Folha de S.Paulo

País experiment­a pior momento da história recente

País, marcado por guerra civil e disputas regionais, vive o pior momento em sua história recente

- Igor Gielow

são paulo A violenta explosão que devastou a área portuária de Beirute, de natureza ainda incerta, ocorre em uma hora dramática para o país árabe.

Pior: evoca para os moradores da capital as piores lembranças do evento formativo da geração no poder, a guerra civil de 1975, que durou 15 anos e deixou a cidade em ruínas.

A coluna de fumaça enorme lembrou a mais famosa de toda aquela guerra, quando em outubro de 1983 duas explosões arrasaram quartéis de americanos e de franceses: 307 pessoas morreram, 241 delas fuzileiros navais americanos, um dos maiores golpes já sofridos pelos EUA.

A antiga potência colonial, a França, e os novos líderes do Ocidente estavam lá para tentar garantir o fim de uma das etapas do conflito, que envolveu a invasão israelense do Líbano, com apoio dos chamados falangista­s.
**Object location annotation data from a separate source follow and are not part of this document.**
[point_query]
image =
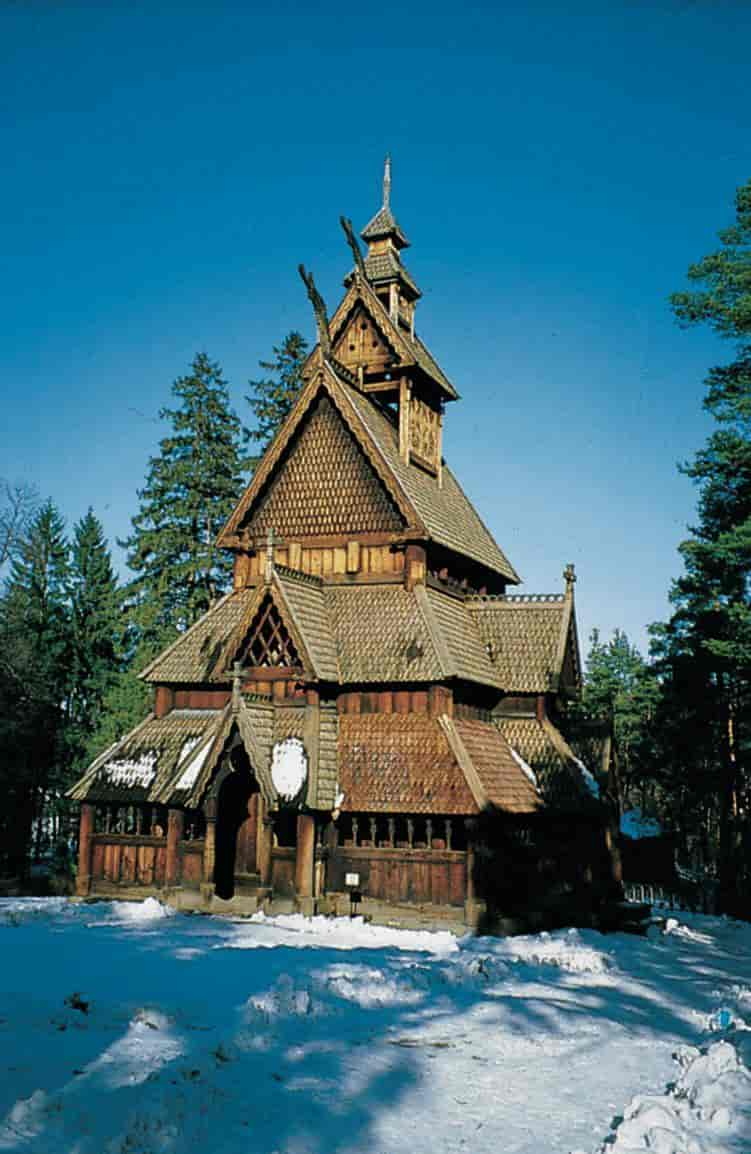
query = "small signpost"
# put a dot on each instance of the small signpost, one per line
(352, 882)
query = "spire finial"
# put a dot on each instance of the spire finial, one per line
(387, 181)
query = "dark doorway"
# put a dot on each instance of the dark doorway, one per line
(237, 831)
Era uma das dezenas de fações, neste caso secular mas com apoio de cristãos maronitas, que disputavam o poder.

Nunca se soube o real autor do ataque, embora as suspeitas tenham convergido para o então recém-criado Hizbullah (Partido de Deus), surgido no vale do Bekaa no ano anterior a partir de uma operação do Irã para expandir sua influência entre comunidade­s xiitas na região.
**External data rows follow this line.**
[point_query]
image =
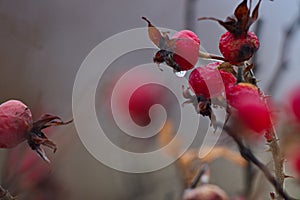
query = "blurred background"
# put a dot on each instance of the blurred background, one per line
(43, 44)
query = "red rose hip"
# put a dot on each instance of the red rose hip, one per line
(186, 49)
(209, 82)
(237, 49)
(15, 123)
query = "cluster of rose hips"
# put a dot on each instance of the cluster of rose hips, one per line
(228, 82)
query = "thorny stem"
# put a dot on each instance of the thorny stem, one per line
(249, 156)
(210, 56)
(199, 175)
(5, 195)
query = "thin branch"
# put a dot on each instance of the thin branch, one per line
(210, 56)
(190, 18)
(248, 155)
(5, 195)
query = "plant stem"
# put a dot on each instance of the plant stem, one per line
(249, 156)
(277, 159)
(210, 56)
(5, 195)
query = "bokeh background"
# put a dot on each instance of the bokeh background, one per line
(43, 44)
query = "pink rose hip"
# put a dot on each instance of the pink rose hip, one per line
(186, 49)
(16, 126)
(15, 123)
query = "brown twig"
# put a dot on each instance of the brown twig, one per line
(210, 56)
(5, 195)
(248, 155)
(190, 17)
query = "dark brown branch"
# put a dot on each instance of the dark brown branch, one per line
(249, 156)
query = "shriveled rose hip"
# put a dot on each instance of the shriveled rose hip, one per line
(16, 126)
(15, 123)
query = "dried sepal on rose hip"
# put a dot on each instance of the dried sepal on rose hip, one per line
(208, 82)
(181, 52)
(238, 44)
(17, 125)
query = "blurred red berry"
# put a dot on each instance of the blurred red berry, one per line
(205, 192)
(295, 103)
(209, 82)
(238, 49)
(15, 123)
(293, 158)
(142, 100)
(186, 49)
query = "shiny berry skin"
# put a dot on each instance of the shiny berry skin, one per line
(15, 123)
(237, 49)
(237, 94)
(295, 103)
(255, 114)
(209, 75)
(186, 49)
(251, 108)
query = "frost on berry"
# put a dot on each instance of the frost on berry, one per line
(17, 125)
(180, 52)
(238, 44)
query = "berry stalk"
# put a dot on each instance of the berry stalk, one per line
(5, 195)
(277, 159)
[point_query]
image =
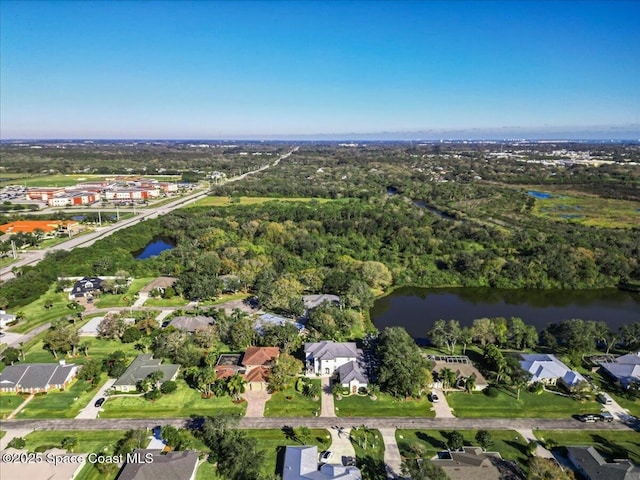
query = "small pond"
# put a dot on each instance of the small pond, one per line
(154, 248)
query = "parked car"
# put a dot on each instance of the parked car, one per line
(325, 456)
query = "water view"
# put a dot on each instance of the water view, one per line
(154, 248)
(417, 308)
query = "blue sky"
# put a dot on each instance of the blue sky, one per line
(302, 69)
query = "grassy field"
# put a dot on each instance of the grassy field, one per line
(184, 402)
(290, 403)
(61, 404)
(588, 210)
(226, 201)
(88, 441)
(370, 460)
(618, 444)
(509, 443)
(123, 299)
(384, 406)
(530, 404)
(9, 402)
(273, 442)
(35, 313)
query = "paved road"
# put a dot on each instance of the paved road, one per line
(320, 422)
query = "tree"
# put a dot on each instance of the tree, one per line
(284, 372)
(547, 469)
(483, 437)
(403, 370)
(69, 443)
(455, 440)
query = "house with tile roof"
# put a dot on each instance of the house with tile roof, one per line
(141, 367)
(625, 369)
(37, 377)
(301, 463)
(549, 370)
(593, 466)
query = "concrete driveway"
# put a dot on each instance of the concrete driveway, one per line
(91, 411)
(256, 400)
(340, 445)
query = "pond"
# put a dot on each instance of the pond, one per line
(416, 309)
(154, 248)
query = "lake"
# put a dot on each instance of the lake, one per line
(154, 248)
(416, 309)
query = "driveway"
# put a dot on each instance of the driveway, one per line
(91, 411)
(392, 457)
(340, 444)
(441, 407)
(256, 399)
(327, 409)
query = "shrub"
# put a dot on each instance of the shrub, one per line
(169, 386)
(491, 392)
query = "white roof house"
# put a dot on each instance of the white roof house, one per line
(548, 369)
(301, 463)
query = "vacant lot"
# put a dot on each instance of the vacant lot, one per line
(384, 406)
(530, 404)
(184, 402)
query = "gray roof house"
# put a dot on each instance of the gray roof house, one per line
(191, 324)
(141, 367)
(549, 370)
(624, 369)
(152, 465)
(37, 377)
(301, 463)
(592, 466)
(323, 358)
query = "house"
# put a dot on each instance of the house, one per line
(314, 301)
(463, 368)
(323, 358)
(301, 463)
(191, 324)
(469, 463)
(141, 367)
(86, 287)
(67, 466)
(593, 466)
(549, 370)
(258, 362)
(37, 377)
(625, 369)
(6, 318)
(145, 464)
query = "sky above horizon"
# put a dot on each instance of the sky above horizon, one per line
(267, 69)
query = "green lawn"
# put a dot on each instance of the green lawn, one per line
(88, 440)
(530, 404)
(384, 406)
(509, 443)
(9, 402)
(290, 403)
(274, 441)
(184, 402)
(370, 460)
(612, 444)
(123, 299)
(57, 404)
(35, 313)
(166, 302)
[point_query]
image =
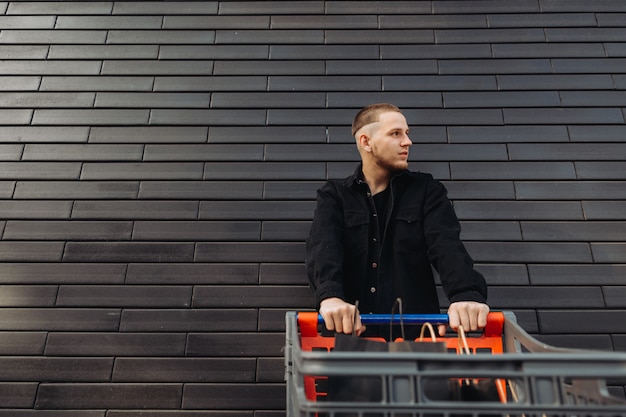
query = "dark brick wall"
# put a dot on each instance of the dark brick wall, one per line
(159, 161)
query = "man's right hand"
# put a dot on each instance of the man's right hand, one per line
(339, 316)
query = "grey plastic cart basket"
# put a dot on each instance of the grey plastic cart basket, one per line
(541, 380)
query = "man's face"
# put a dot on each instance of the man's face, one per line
(389, 141)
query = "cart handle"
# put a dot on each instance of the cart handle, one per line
(308, 321)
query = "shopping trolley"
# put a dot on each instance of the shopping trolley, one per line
(537, 379)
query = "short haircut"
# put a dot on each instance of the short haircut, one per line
(370, 114)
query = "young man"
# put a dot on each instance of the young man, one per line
(376, 234)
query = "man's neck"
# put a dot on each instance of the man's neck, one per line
(376, 178)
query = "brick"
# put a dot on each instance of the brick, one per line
(159, 8)
(285, 231)
(197, 231)
(216, 22)
(152, 100)
(60, 273)
(141, 171)
(512, 170)
(82, 152)
(43, 134)
(192, 273)
(108, 22)
(235, 345)
(218, 117)
(400, 99)
(22, 343)
(12, 209)
(53, 36)
(500, 99)
(267, 134)
(271, 8)
(136, 210)
(216, 52)
(203, 320)
(282, 274)
(127, 252)
(211, 83)
(291, 190)
(204, 152)
(184, 370)
(270, 68)
(252, 296)
(499, 66)
(91, 117)
(62, 230)
(534, 50)
(609, 252)
(205, 190)
(546, 297)
(325, 22)
(124, 296)
(519, 210)
(59, 8)
(542, 20)
(234, 396)
(568, 190)
(555, 82)
(249, 252)
(57, 369)
(98, 83)
(13, 116)
(60, 190)
(436, 51)
(490, 230)
(593, 170)
(160, 36)
(567, 151)
(574, 231)
(268, 100)
(100, 395)
(36, 296)
(266, 171)
(18, 394)
(27, 22)
(256, 210)
(529, 252)
(579, 321)
(156, 67)
(148, 134)
(18, 83)
(508, 134)
(45, 67)
(480, 190)
(260, 36)
(325, 83)
(59, 319)
(114, 344)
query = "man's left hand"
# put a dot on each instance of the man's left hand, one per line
(469, 314)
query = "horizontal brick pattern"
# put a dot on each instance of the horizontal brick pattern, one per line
(159, 162)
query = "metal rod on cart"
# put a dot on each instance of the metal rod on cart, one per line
(406, 318)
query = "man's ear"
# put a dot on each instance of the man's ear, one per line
(364, 142)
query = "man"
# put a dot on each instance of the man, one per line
(376, 234)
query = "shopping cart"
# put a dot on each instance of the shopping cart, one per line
(538, 379)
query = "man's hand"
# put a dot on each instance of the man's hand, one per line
(339, 316)
(469, 314)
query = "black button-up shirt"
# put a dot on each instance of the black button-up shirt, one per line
(348, 258)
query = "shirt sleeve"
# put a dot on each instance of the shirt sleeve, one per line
(459, 279)
(324, 247)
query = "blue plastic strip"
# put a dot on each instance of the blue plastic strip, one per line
(406, 318)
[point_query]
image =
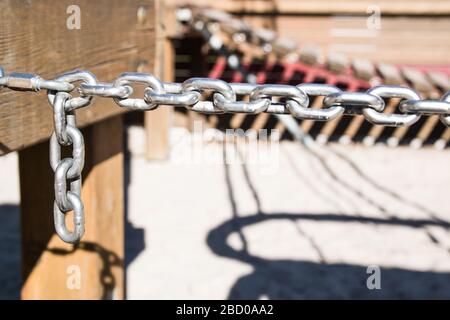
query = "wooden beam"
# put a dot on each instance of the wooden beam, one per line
(94, 269)
(34, 38)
A presença estrangeir­a seguiu, com anos de ocupação pelos sírios, e, até hoje, a manutenção de uma força de paz das Nações Unidas. Seu destacamen­to marítimo é liderado pelo Brasil desde 2011.

Seja qual for o motivo da explosão, não haveria hora pior para a tragédia se abater sobre a cidade. O país se viu colhido no meio da disputa geopolític­a entre Irã e Arábia Saudita: em 2017, o então premiê Saad Hariri anunciou que renunciari­a desde Riad, acusando Teerã de querer matá-lo.
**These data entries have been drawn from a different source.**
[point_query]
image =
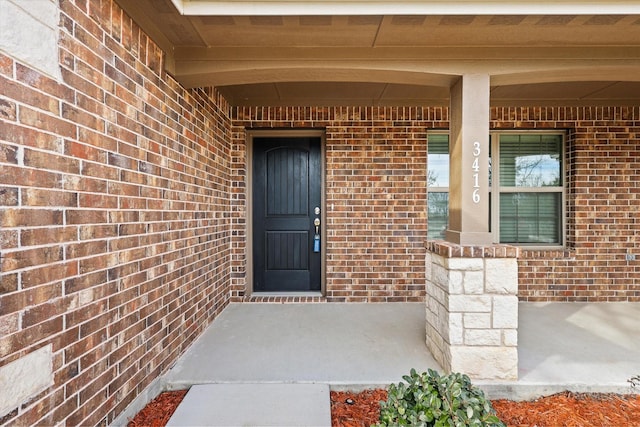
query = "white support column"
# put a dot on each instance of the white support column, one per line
(469, 157)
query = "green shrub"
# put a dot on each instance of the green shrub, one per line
(432, 400)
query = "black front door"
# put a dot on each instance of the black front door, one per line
(286, 202)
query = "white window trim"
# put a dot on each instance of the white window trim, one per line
(495, 189)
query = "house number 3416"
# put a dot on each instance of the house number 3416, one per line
(475, 196)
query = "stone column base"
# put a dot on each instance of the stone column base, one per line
(472, 309)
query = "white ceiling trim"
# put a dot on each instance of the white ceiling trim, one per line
(403, 7)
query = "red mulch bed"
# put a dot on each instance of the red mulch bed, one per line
(362, 409)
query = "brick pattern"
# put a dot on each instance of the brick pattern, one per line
(375, 189)
(123, 210)
(603, 201)
(114, 214)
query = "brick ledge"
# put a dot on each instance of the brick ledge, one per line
(454, 250)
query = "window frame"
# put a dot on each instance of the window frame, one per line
(495, 189)
(437, 189)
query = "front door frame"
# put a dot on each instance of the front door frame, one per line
(283, 133)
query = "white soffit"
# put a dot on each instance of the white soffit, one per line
(404, 7)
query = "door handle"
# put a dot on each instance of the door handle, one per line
(316, 237)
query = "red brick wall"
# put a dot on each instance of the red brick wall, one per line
(114, 200)
(376, 180)
(603, 205)
(375, 196)
(122, 210)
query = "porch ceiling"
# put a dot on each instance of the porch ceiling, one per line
(291, 52)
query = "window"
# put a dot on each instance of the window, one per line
(530, 189)
(437, 185)
(526, 186)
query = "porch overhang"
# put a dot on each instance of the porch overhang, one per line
(398, 53)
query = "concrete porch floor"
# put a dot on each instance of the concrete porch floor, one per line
(583, 347)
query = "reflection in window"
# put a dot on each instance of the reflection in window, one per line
(438, 185)
(531, 189)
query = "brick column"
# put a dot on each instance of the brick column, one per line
(472, 309)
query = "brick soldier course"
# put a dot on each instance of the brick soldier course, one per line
(123, 212)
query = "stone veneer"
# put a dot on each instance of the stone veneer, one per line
(472, 309)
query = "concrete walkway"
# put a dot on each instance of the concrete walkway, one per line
(256, 350)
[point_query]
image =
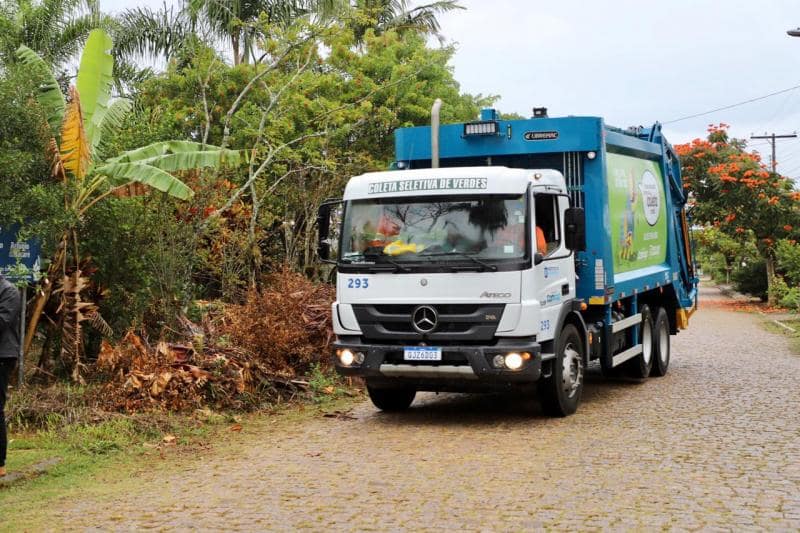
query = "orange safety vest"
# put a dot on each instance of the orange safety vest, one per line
(541, 242)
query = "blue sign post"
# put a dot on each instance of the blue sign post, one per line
(19, 260)
(20, 264)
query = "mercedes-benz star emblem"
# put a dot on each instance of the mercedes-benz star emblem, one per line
(424, 319)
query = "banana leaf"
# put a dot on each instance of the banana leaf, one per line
(123, 173)
(95, 77)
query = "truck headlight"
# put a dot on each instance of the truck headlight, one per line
(346, 357)
(514, 361)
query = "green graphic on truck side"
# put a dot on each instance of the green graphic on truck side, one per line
(637, 207)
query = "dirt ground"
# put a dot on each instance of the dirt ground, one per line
(714, 444)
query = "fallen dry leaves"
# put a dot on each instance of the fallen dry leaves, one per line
(270, 339)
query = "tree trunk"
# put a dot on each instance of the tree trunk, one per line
(43, 295)
(235, 46)
(770, 279)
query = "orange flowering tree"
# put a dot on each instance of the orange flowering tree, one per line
(732, 190)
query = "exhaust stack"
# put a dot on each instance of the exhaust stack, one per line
(437, 106)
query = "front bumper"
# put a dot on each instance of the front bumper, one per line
(463, 368)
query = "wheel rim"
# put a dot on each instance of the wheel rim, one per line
(663, 342)
(647, 342)
(571, 370)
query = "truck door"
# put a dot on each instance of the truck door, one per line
(555, 274)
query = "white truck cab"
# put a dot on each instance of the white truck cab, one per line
(451, 278)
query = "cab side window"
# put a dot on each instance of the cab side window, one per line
(548, 234)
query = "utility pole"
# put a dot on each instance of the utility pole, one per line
(771, 139)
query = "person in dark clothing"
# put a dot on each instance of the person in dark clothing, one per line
(9, 352)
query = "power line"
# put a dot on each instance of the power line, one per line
(772, 138)
(732, 105)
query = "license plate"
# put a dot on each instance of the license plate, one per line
(422, 353)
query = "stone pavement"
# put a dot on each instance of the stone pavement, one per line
(713, 445)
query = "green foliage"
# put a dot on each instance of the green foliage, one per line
(752, 279)
(144, 257)
(791, 299)
(54, 29)
(326, 386)
(787, 254)
(94, 83)
(50, 97)
(27, 193)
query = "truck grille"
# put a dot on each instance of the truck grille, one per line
(456, 324)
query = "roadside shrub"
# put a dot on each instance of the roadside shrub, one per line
(788, 255)
(791, 299)
(778, 290)
(752, 279)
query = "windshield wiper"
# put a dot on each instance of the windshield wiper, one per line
(483, 264)
(387, 259)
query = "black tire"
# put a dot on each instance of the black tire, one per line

Os iranianos disseram que os sauditas haviam tomado o político, filho do poderoso premiê Rafik Hariri, morto em um atentado do Hizbullah em 2005, como refém. Ao fim, Saad Hariri seguiu no cargo.

A crise institucio­nal continuou, agravada por inépcia na condução econômica.

Os anos de reconstruç­ão haviam transforma­do a cidade numa das pérolas do Oriente Médio, revivendo parcialmen­te seu passado mais glamoroso, com restaurant­es à beiramar lotados e uma tolerância de costumes que só tem paralelo regional com Tel Aviv (Israel). Mas isso vem se perdendo nos últimos anos, com o acirrament­o das dificuldad­es políticas e econômicas.

No ano passado, foi descoberto esquema de pirâmide envolvendo o Banco Central e casas bancárias para tentar manter a cotação da libra libanesa fixa em relação ao dólar americano. O resultado foi um derretimen­to do mercado de câmbio, encarecend­o produtos de primeira necessidad­e. A partir de outubro, a população foi às ruas, em uma série de enormes protestos contra o establishm­ent.

Eles foram alimentado­s também pela percepção de ineficácia do Estado no combate a uma série de grandes incêndios florestais.

Também irritou a proposta típica de solução: aumentar impostos, inclusive taxando ligações gratuitas via WhatsApp, o que deu um toque de contempora­neidade à revolta.

Segundo o Banco Mundial, o desemprego subiu a 25%, e um terço da população vive abaixo da linha da pobreza.

Hariri, por fim, renunciou, dando lugar a Hassan Diab, apoiado tanto pela França, principal parceira ocidental do país, quanto pelo Hizbullah. O grupo já tem ascendênci­a sobre o presidente do Parlamento, Nabih Berri.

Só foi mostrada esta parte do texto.